» Using Modules from the Terraform Enterprise Private Module Registry

By design, Terraform Enterprise (TFE)'s private module registry works much like the public Terraform Registry. If you're already familiar with the public registry, here are the main differences:

  • Use TFE's web UI to browse and search for modules.

  • Module source strings are slightly different.
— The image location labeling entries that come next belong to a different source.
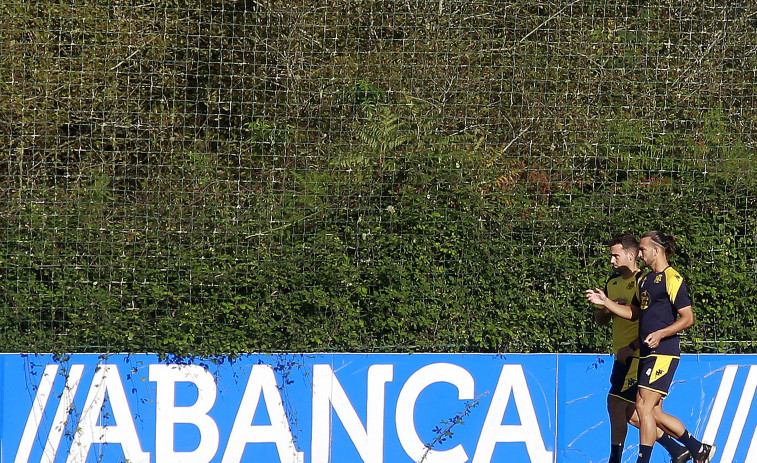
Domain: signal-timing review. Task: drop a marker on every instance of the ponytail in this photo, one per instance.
(668, 242)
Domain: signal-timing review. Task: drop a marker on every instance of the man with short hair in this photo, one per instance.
(663, 307)
(621, 400)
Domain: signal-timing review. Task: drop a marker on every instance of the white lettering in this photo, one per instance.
(405, 415)
(35, 415)
(328, 393)
(107, 380)
(512, 380)
(73, 378)
(739, 419)
(167, 414)
(262, 382)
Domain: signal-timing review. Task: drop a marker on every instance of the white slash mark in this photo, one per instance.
(61, 414)
(35, 415)
(718, 410)
(739, 420)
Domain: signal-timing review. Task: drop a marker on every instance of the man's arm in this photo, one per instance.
(602, 316)
(685, 320)
(597, 296)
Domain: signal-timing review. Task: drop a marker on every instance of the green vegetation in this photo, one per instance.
(220, 177)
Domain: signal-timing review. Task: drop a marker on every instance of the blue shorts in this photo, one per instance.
(656, 372)
(624, 378)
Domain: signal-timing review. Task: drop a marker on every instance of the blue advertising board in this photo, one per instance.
(317, 408)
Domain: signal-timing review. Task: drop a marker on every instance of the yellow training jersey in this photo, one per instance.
(622, 291)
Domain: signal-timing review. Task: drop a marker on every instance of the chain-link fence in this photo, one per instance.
(226, 176)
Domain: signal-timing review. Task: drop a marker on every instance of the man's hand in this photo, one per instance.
(653, 340)
(596, 296)
(624, 354)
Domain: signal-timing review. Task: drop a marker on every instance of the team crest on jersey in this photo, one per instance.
(645, 300)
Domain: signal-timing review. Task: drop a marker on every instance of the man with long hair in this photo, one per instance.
(663, 307)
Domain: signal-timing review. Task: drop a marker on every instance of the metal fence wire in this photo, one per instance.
(240, 175)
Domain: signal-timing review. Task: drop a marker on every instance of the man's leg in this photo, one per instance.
(617, 409)
(646, 401)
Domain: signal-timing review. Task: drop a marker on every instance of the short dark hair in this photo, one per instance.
(668, 242)
(627, 240)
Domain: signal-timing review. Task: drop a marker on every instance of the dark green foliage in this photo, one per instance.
(219, 177)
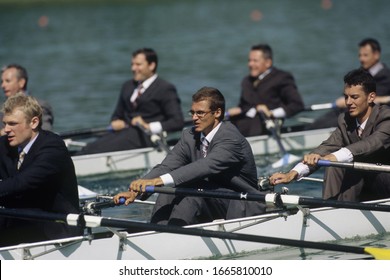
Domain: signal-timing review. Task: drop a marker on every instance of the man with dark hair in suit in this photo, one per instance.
(267, 91)
(370, 60)
(36, 172)
(147, 105)
(362, 134)
(211, 155)
(14, 79)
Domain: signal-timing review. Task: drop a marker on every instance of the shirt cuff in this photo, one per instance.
(279, 113)
(302, 170)
(167, 179)
(251, 113)
(343, 155)
(155, 127)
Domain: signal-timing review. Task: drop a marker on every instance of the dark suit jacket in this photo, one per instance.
(277, 89)
(45, 181)
(374, 146)
(159, 102)
(382, 80)
(229, 163)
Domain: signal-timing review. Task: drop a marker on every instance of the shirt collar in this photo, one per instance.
(27, 148)
(148, 81)
(212, 133)
(376, 68)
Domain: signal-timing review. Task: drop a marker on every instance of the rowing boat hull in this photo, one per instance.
(320, 225)
(140, 159)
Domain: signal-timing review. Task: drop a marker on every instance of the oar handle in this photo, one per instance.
(322, 106)
(376, 167)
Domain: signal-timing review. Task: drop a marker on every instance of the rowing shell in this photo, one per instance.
(146, 158)
(318, 225)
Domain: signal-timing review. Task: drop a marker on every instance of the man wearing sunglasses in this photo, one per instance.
(211, 155)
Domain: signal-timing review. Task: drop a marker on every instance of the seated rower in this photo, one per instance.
(212, 154)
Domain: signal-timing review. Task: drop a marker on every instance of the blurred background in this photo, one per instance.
(78, 53)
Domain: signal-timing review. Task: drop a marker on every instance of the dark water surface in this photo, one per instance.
(78, 54)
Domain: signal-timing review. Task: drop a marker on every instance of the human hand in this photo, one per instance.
(117, 125)
(139, 121)
(282, 178)
(129, 196)
(140, 184)
(263, 108)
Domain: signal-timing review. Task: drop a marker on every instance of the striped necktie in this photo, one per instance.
(205, 145)
(360, 131)
(20, 160)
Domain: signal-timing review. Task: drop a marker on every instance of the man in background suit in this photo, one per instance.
(14, 79)
(370, 60)
(147, 105)
(372, 122)
(267, 91)
(211, 155)
(36, 172)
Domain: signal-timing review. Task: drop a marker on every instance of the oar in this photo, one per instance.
(84, 132)
(377, 167)
(156, 139)
(322, 106)
(96, 221)
(287, 158)
(271, 198)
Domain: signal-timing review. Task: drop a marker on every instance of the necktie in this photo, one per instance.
(360, 131)
(21, 158)
(138, 94)
(205, 145)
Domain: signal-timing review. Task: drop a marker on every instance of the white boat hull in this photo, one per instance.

The public registry uses a three-part <NAMESPACE>/<MODULE NAME>/<PROVIDER> format, and private modules use a four-part <TFE HOSTNAME>/<TFE ORGANIZATION>/<MODULE NAME>/<PROVIDER> format. For example, to load a module from the example_corp organization on the SaaS version of TFE:

    module "vpc" {
  source  = "app.terraform.io/example_corp/vpc/aws"
  version = "1.0.4"
}

  • TFE can automatically access your private modules during Terraform runs. However, when running Terraform on the command line, you must configure a credentials block in your CLI configuration file (.terraformrc). See below for the credentials format.

» Finding Modules

All users in your organization can view your private module registry.

To see which modules are available, click the "Modules" button in TFE's main navigation bar.

TFE screenshot: Navigation bar with modules button highlighted

This brings you to the modules page, which lists all available modules.

TFE screenshot: the list of available modules

You can browse the complete list, or shrink the list by searching or filtering.

  • The "Providers" drop-down filters the list to show only modules for the selected provider.
  • The search field searches by keyword. This only searches the titles of modules, not READMEs or resource details.

» Viewing Module Details and Versions

Click a module's "Details" button to view its details page. Use the "Versions" dropdown in the upper right to switch between the available versions, and use the Readme/Inputs/Outputs/Dependencies/Resources tabs to view detailed documentation and information about a version.

TFE screenshot: a module details page

» Using Private Modules in Terraform Configurations

In Terraform configurations, you can use any private module from your organization's registry. The syntax for referencing private modules in source attributes is <TFE HOSTNAME>/<TFE ORGANIZATION>/<MODULE NAME>/<PROVIDER>.

module "vpc" {
  source  = "app.terraform.io/example_corp/vpc/aws"
  version = "1.0.4"
}

If you're using the SaaS version of TFE, the hostname is app.terraform.io; private installs have their own hostnames. The second part of the source string (the namespace) is the name of your TFE organization.

For more details on using modules in Terraform configurations, see "Configuration Language: Modules" in the Terraform docs.

» Usage Examples and the Configuration Designer

Each registry page for a module version includes a usage example, which you can copy and paste to get started.

Alternately, you can use the configuration designer, which lets you select multiple modules and fill in their variables to build a much more useful initial configuration. See the configuration designer docs for details.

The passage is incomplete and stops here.